Читать «Fuck’ты» онлайн - страница 7

Мария Свешникова

Шутки ради я залезла посмотреть, как будет «секс» на иврите — какая-то закорючка, начинающаяся с цифры семь. О, дела. Это же мое любимое число.

А аппарат связной зависимости полифонизировал, прогоняя тишину из пятнадцати квадратных метров кухни, голосом Кирилла сообщая о планах, совместных. А мне вдруг захотелось к Романовичу. Наверное, дело в сексе и иврите.

Тикали часы, образуя привычное звуковое сопровождение, мы смеялись над случайным сексом, который уже не мужскими именами, а периодичностью становился постоянным. А еще я блондинка.

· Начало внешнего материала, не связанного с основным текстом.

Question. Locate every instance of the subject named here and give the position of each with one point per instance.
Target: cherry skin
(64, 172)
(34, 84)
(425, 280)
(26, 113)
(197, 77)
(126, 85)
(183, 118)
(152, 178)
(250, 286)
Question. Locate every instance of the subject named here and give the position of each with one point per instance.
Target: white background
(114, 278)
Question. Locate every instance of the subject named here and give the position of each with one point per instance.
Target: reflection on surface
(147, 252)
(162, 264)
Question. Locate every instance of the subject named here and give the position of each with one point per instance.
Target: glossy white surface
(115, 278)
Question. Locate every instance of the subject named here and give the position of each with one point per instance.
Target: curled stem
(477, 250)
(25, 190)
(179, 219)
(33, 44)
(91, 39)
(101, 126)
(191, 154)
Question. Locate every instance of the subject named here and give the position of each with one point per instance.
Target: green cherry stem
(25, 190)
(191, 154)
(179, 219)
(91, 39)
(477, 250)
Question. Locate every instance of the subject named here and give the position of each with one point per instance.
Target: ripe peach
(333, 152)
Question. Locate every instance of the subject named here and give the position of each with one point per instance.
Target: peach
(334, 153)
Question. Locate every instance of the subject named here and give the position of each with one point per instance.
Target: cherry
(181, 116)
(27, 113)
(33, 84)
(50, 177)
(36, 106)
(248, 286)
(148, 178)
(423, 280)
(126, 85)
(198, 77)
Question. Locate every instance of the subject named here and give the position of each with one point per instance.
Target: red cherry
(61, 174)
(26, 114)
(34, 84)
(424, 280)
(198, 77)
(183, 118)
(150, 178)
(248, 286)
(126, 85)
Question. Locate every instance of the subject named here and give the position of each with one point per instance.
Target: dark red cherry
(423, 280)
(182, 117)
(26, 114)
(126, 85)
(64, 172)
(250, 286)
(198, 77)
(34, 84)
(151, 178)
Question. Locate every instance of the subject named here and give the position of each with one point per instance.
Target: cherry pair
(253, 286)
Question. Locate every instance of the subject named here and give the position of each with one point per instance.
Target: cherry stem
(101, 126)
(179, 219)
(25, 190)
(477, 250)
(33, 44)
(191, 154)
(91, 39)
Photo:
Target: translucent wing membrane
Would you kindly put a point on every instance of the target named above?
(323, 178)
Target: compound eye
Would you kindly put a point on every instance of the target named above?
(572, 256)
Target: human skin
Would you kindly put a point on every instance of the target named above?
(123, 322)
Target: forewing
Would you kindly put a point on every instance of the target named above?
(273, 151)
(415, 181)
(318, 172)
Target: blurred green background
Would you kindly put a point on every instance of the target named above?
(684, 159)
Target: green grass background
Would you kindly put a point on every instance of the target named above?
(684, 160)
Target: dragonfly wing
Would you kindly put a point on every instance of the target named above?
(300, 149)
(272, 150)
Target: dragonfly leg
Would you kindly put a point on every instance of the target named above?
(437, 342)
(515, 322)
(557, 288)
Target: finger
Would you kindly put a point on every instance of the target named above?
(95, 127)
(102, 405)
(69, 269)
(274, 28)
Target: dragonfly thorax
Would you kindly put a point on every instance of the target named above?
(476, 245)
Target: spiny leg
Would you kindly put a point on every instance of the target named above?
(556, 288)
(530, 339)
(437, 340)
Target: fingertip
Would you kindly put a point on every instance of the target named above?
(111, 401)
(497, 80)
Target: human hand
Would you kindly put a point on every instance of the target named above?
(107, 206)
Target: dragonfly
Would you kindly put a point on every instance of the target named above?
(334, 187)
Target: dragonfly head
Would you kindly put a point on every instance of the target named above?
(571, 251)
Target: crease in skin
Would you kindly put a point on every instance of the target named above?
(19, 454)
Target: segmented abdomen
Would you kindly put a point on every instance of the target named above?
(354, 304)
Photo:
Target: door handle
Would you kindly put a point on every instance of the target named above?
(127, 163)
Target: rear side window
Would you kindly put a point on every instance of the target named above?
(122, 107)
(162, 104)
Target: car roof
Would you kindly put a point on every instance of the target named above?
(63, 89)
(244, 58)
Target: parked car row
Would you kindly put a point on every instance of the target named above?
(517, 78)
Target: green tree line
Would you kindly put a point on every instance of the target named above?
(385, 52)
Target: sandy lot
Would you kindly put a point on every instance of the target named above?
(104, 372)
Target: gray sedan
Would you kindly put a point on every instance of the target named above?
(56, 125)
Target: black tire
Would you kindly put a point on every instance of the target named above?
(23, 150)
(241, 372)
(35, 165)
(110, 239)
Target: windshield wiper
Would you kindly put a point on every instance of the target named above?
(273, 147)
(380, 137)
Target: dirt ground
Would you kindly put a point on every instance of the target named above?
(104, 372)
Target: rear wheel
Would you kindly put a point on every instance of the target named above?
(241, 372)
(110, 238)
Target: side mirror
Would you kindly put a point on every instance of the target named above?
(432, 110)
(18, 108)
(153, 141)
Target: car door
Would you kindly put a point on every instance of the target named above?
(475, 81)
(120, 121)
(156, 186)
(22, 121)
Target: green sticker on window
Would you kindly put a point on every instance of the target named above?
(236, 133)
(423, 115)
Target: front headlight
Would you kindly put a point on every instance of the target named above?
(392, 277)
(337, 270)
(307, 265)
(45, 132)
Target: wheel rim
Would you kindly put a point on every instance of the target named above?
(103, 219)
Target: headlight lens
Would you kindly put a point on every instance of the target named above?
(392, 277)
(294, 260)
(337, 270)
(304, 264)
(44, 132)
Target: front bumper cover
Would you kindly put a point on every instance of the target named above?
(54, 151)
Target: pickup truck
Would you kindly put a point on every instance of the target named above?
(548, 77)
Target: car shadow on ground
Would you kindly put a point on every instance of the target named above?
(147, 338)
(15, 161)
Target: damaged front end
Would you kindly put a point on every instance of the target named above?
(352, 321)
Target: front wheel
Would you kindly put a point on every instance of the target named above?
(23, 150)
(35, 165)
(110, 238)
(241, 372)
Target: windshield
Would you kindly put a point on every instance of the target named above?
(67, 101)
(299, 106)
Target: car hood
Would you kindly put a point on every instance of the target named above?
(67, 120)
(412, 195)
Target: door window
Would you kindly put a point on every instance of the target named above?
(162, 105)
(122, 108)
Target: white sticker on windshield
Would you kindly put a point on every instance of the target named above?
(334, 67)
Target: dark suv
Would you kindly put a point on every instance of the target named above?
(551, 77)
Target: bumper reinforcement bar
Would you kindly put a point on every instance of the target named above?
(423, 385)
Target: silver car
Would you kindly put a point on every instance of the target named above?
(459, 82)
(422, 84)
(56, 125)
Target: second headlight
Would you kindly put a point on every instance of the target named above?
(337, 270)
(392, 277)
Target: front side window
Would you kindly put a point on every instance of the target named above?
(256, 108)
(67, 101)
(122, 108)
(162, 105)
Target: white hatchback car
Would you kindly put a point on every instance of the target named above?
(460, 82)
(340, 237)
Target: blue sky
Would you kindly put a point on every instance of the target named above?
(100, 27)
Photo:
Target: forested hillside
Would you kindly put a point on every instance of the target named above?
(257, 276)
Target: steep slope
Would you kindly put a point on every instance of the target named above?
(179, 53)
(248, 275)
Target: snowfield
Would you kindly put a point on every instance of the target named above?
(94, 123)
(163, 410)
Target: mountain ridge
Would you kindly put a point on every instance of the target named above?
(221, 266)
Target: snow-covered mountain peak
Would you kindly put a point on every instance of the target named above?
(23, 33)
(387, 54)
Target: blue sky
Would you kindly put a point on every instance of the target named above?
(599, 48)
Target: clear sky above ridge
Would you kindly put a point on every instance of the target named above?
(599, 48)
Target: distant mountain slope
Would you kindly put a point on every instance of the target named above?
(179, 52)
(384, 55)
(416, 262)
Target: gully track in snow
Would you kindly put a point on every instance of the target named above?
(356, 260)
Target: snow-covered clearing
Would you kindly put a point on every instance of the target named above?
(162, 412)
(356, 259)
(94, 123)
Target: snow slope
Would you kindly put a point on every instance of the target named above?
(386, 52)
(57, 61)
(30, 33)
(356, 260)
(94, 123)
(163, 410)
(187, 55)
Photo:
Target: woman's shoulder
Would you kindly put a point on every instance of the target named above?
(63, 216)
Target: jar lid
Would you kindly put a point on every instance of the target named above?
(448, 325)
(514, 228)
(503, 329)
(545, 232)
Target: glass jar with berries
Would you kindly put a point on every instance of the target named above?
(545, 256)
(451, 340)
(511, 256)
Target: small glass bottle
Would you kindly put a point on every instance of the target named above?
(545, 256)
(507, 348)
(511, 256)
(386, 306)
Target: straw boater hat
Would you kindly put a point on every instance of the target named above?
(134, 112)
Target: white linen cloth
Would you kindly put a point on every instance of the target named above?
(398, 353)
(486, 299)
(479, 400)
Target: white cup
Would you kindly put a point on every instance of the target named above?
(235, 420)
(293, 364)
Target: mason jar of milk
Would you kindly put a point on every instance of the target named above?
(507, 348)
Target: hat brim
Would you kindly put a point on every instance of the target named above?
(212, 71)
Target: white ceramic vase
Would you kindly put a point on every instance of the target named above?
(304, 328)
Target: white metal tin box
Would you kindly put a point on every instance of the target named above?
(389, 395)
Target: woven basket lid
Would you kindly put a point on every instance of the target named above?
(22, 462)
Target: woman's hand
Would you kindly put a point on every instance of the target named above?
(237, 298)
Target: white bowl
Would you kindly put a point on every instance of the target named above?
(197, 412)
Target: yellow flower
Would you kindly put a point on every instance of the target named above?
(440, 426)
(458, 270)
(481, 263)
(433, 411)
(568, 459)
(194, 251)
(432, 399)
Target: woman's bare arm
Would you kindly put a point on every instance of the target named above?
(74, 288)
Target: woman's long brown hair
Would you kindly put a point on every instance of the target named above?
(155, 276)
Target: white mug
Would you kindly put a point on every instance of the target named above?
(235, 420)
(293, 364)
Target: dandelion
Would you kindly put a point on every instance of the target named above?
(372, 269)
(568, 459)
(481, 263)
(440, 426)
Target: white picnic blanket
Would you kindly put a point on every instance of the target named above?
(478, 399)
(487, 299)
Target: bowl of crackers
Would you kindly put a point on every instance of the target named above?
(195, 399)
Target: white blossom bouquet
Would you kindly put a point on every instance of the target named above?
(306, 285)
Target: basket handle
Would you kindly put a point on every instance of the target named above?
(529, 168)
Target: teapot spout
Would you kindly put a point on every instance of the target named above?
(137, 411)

Когда-то от сестры до моего дома на углу Комсомольского и Трешки было триста четырнадцать шагов или две минуты, восемнадцать деревьев и три четверти четвертого «Кента». Я уже год, как не жила на Фрунзенской, но все дороги до сих пор вели туда или начинались в продуктовом, аляповато выкрашенном, ларьке вблизи фотостудии. Кажется, по Фрейду, это что-то нездоровое, а по Юнгу — и подумать страшно. Ведь, если следовать мысленным заблуждениям первого, то все, что с нами было в детстве, имеет свое отражение сегодня. И любая жизненная пощечина еще отдастся подставленной щекой и заставит изменить принципы на «око за око». Но истина где-то рядом. Я ее чувствую. И ночной ветер тоже.

Грязная и любимая, каменная и яркая, жестокая и родная… Фрунзенская набережная. Я спустилась по серым гранитным глыбам на пристань и села на стальной буек, думая о том, что это последний год призрачного состояния «teen» и скоро я сформирую первое «я», которое предастся суду окружения. Хотя меня и так осуждают — родители за несознательность и трату денег, бабушки на улицах за разврат, Кирилл за необязательность, Романович за стеб, все и за все. Вердикт? Не ясен.

Мне стало невыносимо противно. Занимаюсь душевным онанизмом, избыток этого онанизма особенно ощущается в пробках, где каждый из находящихся homo sapiens терзается сомнениями, страхами, волнениями, переживает и переигрывает болезненные моменты жизни и ловит сачком оргазм. А я смеюсь, заливаюсь хохотом и заражаю забавным похрюкиванием всех вокруг. Это истерика.

Когда я была школьницей, мы с одноклассниками часто собирались на пристани, пили Miller, ели хотдоги из придорожной палатки и спорили на тему консенсуса, к которому в шестнадцать прийти невозможно. Странно, теперь уже как-то неловко… Хотя ни один из нас не мог ответить, почему, и где же тот самый консенсус, и не от него ли мы убегаем, достигая максимальной планки — расстояния сорок тысяч километров между особями?

И эти расстояния проявлялись в каждом звонке, в каждом поздравлении, во всех баритонах и басах, в песнях, исполненных сопрано а капелла, словах, произнесенных априори.

Я вышла на пустынную набережную, брезгливо протянула руку. Остановился старый кряхтящий Opel.

— Университет, сто… — усталый таксист поехал бы и за семьдесят, но усыпал бы упреками, начал бы искать сдачу, пряча десятирублевые купюры во внутренний карман. Развел бы на стольник. Только прозвучало бы больше слов.

— Поехали.

— Скажите, а девятнадцать — это много или мало?